Soumaya Mestiri (born 1976) is a Tunisian philosopher.

== Life ==
After her studies, she was a lecturer at the University Paris, where she supported a thesis in 2003 entitled "The Conception of the Person in the Philosophy of John Rawls: Trial of Reconstruction of the Theory of Justice as Equity," in front of a jury chaired by Emmanuel Picavet, and also including Catherine Audard and Monique Canto-Sperber. Next, she conducted postdoctoral research at the University of Louvain-la-Neuve and, in 2005, returned to teach in Tunisia. She was a professor at the Faculty of Humanities and Social Sciences in Tunis.
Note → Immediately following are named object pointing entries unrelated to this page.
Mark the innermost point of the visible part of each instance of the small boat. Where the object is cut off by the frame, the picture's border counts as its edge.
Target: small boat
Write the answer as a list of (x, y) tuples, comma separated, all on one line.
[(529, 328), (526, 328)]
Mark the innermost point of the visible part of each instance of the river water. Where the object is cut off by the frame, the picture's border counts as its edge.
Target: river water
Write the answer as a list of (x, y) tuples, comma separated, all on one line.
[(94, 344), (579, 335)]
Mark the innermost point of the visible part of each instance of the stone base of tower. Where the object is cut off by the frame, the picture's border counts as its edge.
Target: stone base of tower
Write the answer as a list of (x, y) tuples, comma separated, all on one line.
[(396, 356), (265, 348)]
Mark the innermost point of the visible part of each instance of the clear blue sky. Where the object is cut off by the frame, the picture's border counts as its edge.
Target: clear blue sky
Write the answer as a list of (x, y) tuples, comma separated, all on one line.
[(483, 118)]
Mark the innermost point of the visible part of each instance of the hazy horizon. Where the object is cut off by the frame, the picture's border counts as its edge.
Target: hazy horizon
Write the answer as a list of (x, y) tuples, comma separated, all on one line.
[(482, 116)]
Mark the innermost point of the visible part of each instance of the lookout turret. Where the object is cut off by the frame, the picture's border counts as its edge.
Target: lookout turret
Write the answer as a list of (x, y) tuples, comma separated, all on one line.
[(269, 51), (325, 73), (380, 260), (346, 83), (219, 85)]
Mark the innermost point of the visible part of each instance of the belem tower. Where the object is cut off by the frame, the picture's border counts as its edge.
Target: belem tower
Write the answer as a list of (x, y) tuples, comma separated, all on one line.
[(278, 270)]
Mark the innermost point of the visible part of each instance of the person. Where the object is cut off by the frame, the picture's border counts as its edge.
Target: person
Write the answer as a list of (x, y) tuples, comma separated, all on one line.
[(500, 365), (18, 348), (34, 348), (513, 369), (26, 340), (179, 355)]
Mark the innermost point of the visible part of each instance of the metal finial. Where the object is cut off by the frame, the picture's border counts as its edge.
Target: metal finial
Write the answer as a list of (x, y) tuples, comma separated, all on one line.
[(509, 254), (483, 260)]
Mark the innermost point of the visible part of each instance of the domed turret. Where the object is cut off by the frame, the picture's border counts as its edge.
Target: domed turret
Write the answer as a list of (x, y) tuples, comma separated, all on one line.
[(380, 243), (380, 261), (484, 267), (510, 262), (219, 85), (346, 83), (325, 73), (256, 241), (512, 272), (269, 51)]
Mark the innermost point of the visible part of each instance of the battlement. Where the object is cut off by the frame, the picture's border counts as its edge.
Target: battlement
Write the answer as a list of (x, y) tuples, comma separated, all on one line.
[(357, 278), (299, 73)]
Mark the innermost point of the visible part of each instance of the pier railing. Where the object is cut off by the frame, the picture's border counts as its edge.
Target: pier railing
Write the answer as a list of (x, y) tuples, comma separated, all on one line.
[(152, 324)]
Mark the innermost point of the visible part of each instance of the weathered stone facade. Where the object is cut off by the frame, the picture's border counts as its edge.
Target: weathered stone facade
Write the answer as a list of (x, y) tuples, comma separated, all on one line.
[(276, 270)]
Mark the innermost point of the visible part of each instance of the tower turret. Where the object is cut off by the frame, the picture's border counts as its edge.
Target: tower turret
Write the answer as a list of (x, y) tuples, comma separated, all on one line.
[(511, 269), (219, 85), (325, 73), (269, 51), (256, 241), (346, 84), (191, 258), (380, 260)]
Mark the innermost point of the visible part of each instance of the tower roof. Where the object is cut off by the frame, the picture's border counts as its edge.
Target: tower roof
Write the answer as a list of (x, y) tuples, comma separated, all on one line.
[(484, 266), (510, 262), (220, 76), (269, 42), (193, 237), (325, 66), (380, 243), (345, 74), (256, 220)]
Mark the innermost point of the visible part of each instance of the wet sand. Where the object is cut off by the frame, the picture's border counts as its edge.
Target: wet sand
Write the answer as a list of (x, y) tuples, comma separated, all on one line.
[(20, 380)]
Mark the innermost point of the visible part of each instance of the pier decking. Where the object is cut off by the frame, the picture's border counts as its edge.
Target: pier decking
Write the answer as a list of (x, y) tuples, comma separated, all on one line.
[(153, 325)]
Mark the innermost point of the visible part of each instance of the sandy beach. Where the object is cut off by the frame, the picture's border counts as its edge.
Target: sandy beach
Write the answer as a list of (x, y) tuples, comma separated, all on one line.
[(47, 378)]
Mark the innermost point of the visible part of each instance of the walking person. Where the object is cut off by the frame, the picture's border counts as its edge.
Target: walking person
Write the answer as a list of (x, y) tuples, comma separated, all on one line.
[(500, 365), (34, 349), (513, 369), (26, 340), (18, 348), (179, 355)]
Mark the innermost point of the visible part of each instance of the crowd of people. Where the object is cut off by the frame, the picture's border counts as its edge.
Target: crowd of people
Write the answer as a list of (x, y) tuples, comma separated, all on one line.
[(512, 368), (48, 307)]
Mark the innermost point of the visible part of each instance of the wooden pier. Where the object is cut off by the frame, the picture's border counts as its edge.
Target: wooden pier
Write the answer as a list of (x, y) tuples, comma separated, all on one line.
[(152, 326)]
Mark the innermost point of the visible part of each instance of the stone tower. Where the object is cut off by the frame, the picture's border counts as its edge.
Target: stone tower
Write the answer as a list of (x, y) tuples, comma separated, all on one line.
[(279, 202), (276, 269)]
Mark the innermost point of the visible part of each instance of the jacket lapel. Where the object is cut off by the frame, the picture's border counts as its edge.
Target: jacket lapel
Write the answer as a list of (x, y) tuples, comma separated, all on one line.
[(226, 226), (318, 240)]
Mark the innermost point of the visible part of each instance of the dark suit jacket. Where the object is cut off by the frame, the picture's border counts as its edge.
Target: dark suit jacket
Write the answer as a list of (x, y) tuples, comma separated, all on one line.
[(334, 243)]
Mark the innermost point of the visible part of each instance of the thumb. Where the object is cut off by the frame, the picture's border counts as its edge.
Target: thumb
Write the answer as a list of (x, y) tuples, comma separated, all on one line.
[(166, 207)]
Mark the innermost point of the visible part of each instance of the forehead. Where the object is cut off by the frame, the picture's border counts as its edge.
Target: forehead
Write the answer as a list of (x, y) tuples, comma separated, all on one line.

Her thesis was published as a book in 2007 by the House of the Sciences of the Man and was renamed From the Individual to the Citizen: Rawls and the Problem of the Person, followed in 2009 by another book, Rawls: Justice and Equity. She started studying the philosophical texts of the Arab-Muslim tradition, translating and commenting on the medieval Persian philosopher Al-Fârâbî, the philosopher and mathematician Al-Kindi and the writer, theologian and naturalist Al-Jahiz.

Starting in 2009, her research took a new directions, specifically Arab-Muslim themes such as democracy and Islam, Al-Kindi and Ibn Khaldoun and Amartya Sen. She also studies the relationship between feminism, Western society and Islamic society, and also explores the debate in France on burkinis, highlighting French feminist reactions which call burkinis a form of "overhanging compassion" vis-à-vis the Muslim woman.

== Works ==
- "De l'individu au citoyen: Rawls et le problème de la personne" (2007)
- "Rawls: justice et équité" (2009)
- "Décoloniser le féminisme: une approche transculturelle" (2016).